ABOUT:
The one year diploma program is a complete course that will prepare the student for a job in bakery and hotel industry. The course includes both theoretical and practical knowledge of Bakery & Patisserie. The course trains to become a Professional Bakery Chef and be able to lead a group of chefs and efficiently handle jobs like menu planning, recipe development, and cost control and inventory management.
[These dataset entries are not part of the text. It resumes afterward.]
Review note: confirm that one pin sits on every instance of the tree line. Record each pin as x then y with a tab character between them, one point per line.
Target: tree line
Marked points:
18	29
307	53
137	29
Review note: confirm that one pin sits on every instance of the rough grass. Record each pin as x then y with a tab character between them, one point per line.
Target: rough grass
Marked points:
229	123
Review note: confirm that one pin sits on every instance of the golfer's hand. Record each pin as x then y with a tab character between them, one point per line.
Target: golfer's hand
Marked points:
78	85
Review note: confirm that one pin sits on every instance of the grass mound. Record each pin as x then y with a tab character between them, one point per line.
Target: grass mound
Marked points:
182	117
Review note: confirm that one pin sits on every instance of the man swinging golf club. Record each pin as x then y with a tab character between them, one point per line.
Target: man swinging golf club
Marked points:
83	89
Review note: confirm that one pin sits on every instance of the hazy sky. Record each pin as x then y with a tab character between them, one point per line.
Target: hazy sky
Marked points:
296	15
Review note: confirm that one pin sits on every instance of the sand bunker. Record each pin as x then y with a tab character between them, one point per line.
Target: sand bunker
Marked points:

Our placement cell also offers placement assistance to the students.
FACILITIES:
- World class bakery lab with commercial style equipment and machinery.
- Fully equipped research and development lab for new product development.
- Highly designed food quality lab for testing of food samples.
At the end of this Program you will learn:
- Introduction to bakery and patisserie.
- Bakery science and management, Roll of ingredients and their functions.
- Basic professional skill, Bakeshop math's.
- Safety and hygiene, Sanitation.
- Computer Awareness.
- Understanding Yeast dough, Rich dough and Lean dough.
- Prepare Basic breads, Artisanal breads, Hearth bread.
- Basic Syrups, Creams and Sauces.
- Types of Custards, Puddings, Mousses and Souffles.
- Prepare Cakes, Gateaux, Entremets, Wedding cakes, Fondant cakes.
- Types of Icing, Frosting and Filling, Desserts presentation.
- Types of Laminated pastries, Choux pastries.
- Cookies and Biscuits, Candies, Bon Bons, Macaroons, Brownies, Cheese cake, Meringue, truffles, Ice creams.
- Sweet and Savoury Pies, Chocolate Art, Sugar Art, salt Dough Art etc.